Mayor of Canton, Ohio
- In office January 1, 2008 – December 31, 2015
- Preceded by: Janet Creighton
- Succeeded by: Thomas Bernabei

Member of the Ohio House of Representatives from the 52nd district
- In office January 3, 2005 – December 31, 2007
- Preceded by: Mary Cirelli
- Succeeded by: Stephen Slesnick

Personal details
- Born: William James Healy II 1962 or 1963 (age 63–64)
- Party: Democratic
- Spouse: Dee
- Children: 1
- Parent: William J. Healy (father);
- Education: Kent State University at Stark; Rowan University; New York University (MBA);
- Occupation: Marketing; consultant; politician;

= William J. Healy II =

American politician from Ohio

William James Healy II (born 1962 or 1963) is an American politician from Ohio. He served as a member of the Ohio House of Representatives from 2005 to 2007. He served as mayor of Canton, Ohio, from 2008 to 2015.

==Early life==
William James Healy II was born in 1962 or 1963 to William J. Healy. His father was a member of the Ohio House of Representatives. He graduated from Canton McKinley High School. He graduated with an associate degree from Kent State University at Stark. He graduated with a bachelor's degree from Rowan University and an MBA from New York University's Stern School of Business.

==Career==
In 1983, Healy ran for trustee of Perry Township, Stark County, Ohio. He then pursued a career in sales and marketing outside Ohio. He worked as a business consultant in New Jersey. He then moved back to Ohio. He is president of Austin Healy Group Inc.

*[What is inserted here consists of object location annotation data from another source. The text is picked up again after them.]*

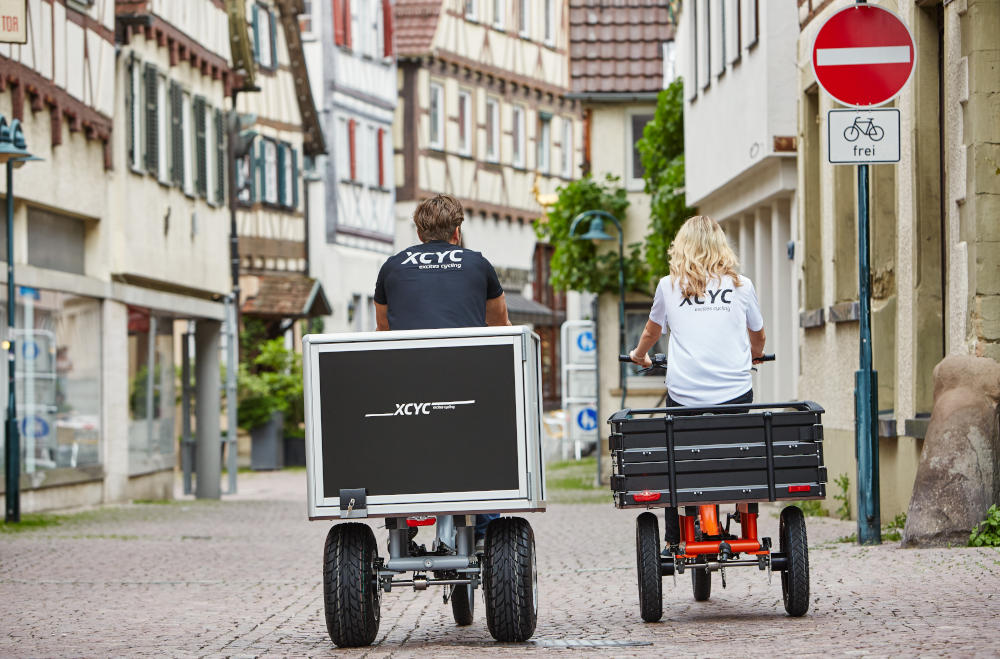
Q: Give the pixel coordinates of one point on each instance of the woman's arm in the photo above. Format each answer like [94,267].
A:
[650,334]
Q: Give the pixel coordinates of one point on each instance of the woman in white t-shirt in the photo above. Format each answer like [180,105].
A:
[716,330]
[712,314]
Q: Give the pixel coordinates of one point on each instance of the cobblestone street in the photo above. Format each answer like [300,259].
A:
[243,577]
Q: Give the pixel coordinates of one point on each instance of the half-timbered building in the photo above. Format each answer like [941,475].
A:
[119,233]
[283,123]
[350,46]
[484,116]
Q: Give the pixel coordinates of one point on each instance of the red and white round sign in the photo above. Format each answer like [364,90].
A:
[863,55]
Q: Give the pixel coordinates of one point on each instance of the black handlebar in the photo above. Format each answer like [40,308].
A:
[660,360]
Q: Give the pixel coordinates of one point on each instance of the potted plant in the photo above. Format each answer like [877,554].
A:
[268,386]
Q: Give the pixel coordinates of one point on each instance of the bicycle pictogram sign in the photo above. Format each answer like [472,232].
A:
[866,127]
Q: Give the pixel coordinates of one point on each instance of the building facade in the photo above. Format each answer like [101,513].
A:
[740,166]
[485,116]
[120,232]
[350,50]
[284,134]
[934,241]
[621,58]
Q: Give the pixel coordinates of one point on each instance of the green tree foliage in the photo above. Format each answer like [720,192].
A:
[577,264]
[662,151]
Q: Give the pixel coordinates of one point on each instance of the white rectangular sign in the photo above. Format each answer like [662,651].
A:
[861,137]
[13,21]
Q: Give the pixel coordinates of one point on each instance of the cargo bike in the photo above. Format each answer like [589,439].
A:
[691,460]
[425,428]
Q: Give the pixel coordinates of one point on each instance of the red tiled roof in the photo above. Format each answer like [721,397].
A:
[415,24]
[617,45]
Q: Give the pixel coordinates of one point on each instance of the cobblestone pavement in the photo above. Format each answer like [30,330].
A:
[243,577]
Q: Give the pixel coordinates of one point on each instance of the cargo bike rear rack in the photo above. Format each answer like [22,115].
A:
[689,460]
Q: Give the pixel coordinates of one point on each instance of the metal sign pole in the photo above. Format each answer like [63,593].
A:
[866,388]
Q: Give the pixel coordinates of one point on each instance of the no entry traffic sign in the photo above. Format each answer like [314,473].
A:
[863,55]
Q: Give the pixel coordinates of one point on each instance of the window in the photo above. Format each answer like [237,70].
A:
[464,122]
[669,63]
[499,10]
[635,127]
[517,114]
[437,116]
[567,148]
[549,22]
[544,144]
[264,37]
[270,175]
[492,129]
[306,20]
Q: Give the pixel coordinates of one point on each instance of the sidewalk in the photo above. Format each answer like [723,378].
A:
[242,577]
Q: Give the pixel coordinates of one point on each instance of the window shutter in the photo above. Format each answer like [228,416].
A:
[262,171]
[177,133]
[381,158]
[274,40]
[338,22]
[152,122]
[282,192]
[200,145]
[351,125]
[347,23]
[256,34]
[220,158]
[295,178]
[387,22]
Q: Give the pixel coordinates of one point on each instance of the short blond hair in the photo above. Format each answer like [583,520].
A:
[699,253]
[438,217]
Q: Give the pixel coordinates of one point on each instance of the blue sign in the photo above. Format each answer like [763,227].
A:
[587,419]
[30,350]
[36,426]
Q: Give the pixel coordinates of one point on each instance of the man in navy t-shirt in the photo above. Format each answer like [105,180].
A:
[439,284]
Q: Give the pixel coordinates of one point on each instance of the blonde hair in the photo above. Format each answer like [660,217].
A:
[700,253]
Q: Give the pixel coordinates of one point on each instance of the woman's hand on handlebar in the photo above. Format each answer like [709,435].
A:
[644,361]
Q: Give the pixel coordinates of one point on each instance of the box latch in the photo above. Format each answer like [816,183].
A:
[353,503]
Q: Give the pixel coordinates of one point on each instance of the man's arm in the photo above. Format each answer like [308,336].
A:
[381,317]
[756,343]
[496,311]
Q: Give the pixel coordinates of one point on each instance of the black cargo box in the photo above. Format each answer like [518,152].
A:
[695,456]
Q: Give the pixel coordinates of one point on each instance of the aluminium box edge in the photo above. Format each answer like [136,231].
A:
[534,501]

Healy is a Democrat. He lost in a five-way Democratic primary for mayor of Canton in 2003. He was elected in 2004 and 2006 to represent the 52nd district of the Ohio House of Representatives.

Healy was elected as mayor of Canton on November 6, 2007. He lost his re-election campaign in 2015 to Thomas Bernabei. Since his first term crime in the city has gone down 25 percent and the city's unemployment has hit a 30-year low at 5.1% recorded in November 2014.

==Personal life==
Healy married Dee. They have one son. His sister Joyce Healy-Abrams also ran for a seat in the Ohio House.